C. Linova and Kingdom
Writing light novels is the most important thing in Linova’s life. Last night, Linova dreamed about a fantastic kingdom. She began to write a light novel for the kingdom as soon as she woke up, and of course, she is the queen of it.
There are n cities and n−1 two-way roads connecting pairs of cities in the kingdom. From any city, you can reach any other city by walking through some roads. The cities are numbered from 1 to n, and the city 1 is the capital of the kingdom. So, the kingdom has a tree structure.
As the queen, Linova plans to choose exactly k cities developing industry, while the other cities will develop tourism. The capital also can be either industrial or tourism city.

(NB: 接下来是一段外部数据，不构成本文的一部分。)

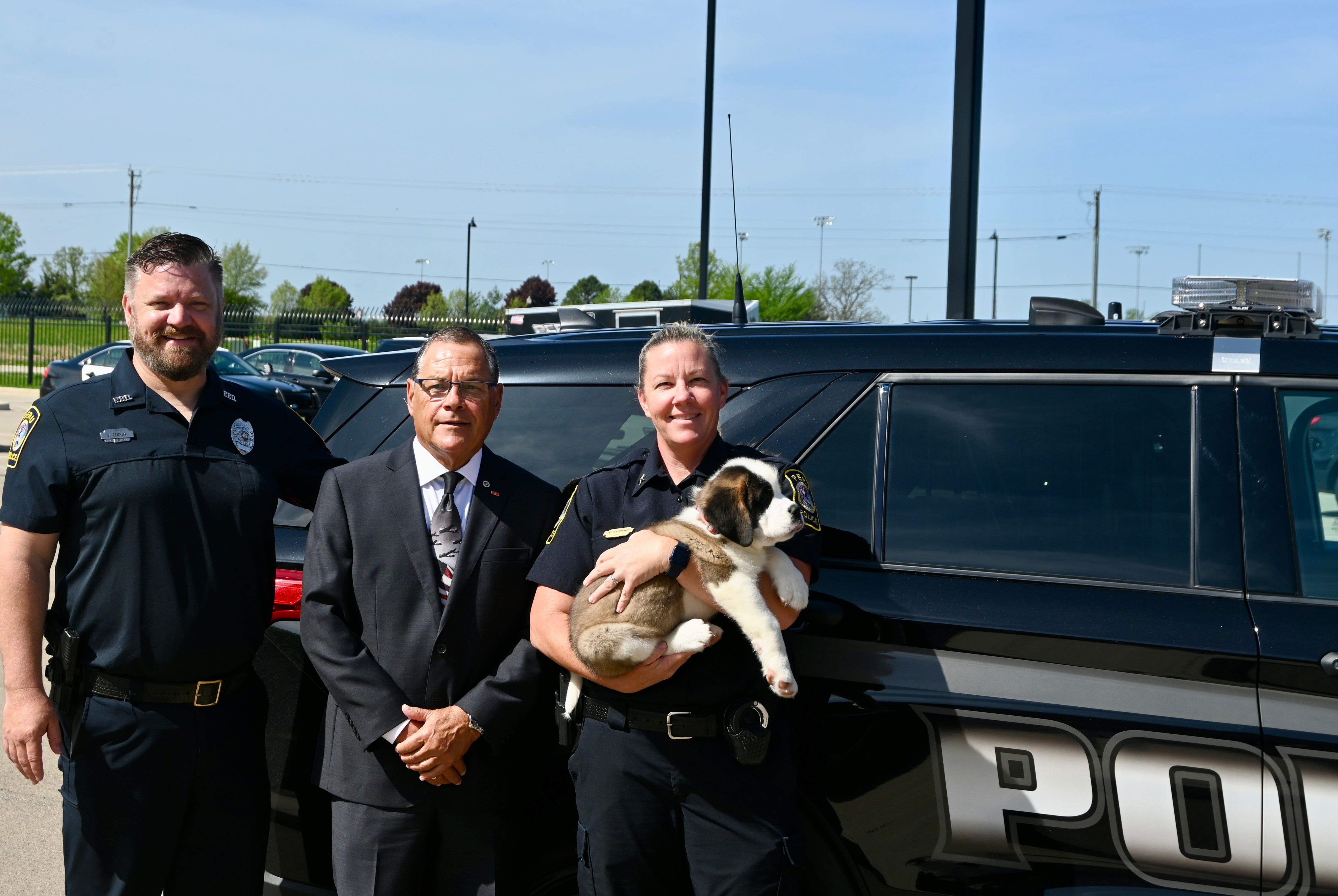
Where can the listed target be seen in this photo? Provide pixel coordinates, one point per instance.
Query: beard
(172, 362)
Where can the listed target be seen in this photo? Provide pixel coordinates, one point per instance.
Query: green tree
(284, 299)
(647, 291)
(65, 276)
(244, 276)
(585, 291)
(108, 275)
(14, 261)
(721, 277)
(782, 296)
(324, 296)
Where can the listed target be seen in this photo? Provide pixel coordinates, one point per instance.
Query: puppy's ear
(724, 505)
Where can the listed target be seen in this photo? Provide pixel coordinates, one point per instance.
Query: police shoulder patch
(803, 495)
(21, 435)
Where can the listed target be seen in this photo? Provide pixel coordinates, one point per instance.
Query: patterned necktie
(446, 534)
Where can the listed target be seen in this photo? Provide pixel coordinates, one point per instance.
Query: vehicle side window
(841, 470)
(306, 364)
(1310, 422)
(1064, 480)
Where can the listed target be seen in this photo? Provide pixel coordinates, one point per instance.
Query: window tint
(306, 364)
(1069, 480)
(1312, 433)
(841, 471)
(562, 433)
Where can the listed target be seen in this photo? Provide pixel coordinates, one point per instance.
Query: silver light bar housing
(1248, 294)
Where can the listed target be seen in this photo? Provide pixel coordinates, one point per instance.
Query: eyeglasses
(473, 391)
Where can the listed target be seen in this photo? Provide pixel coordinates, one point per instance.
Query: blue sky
(353, 138)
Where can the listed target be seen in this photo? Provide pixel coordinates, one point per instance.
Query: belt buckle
(219, 692)
(670, 727)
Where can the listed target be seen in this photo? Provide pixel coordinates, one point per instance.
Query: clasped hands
(435, 742)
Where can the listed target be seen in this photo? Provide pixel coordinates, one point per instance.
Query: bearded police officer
(158, 482)
(674, 794)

A meeting is held in the capital once a year. To attend the meeting, each industry city sends an envoy. All envoys will follow the shortest path from the departure city to the capital (which is unique).
Traveling in tourism cities is pleasant. For each envoy, his happiness is equal to the number of tourism cities on his path.
In order to be a queen loved by people, Linova wants to choose k cities which can maximize the sum of happinesses of all envoys. Can you calculate the maximum sum for her?
Input
The first line contains two integers n and k (2≤n≤2⋅105, 1≤k<n) — the number of cities and industry cities respectively.
Each of the next n−1 lines contains two integers u and v (1≤u,v≤n), denoting there is a road connecting city u and city v.
It is guaranteed that from any city, you can reach any other city by the roads.
Output
Print the only line containing a single integer — the maximum possible sum of happinesses of all envoys.
大意:给出n,k和一个点数量为n的树,让其中k个结点变为工业城市,其余为旅游城市。而每个工业城市到根节点1的路径上存在的旅游城市数量之和求最大,并输出最大值。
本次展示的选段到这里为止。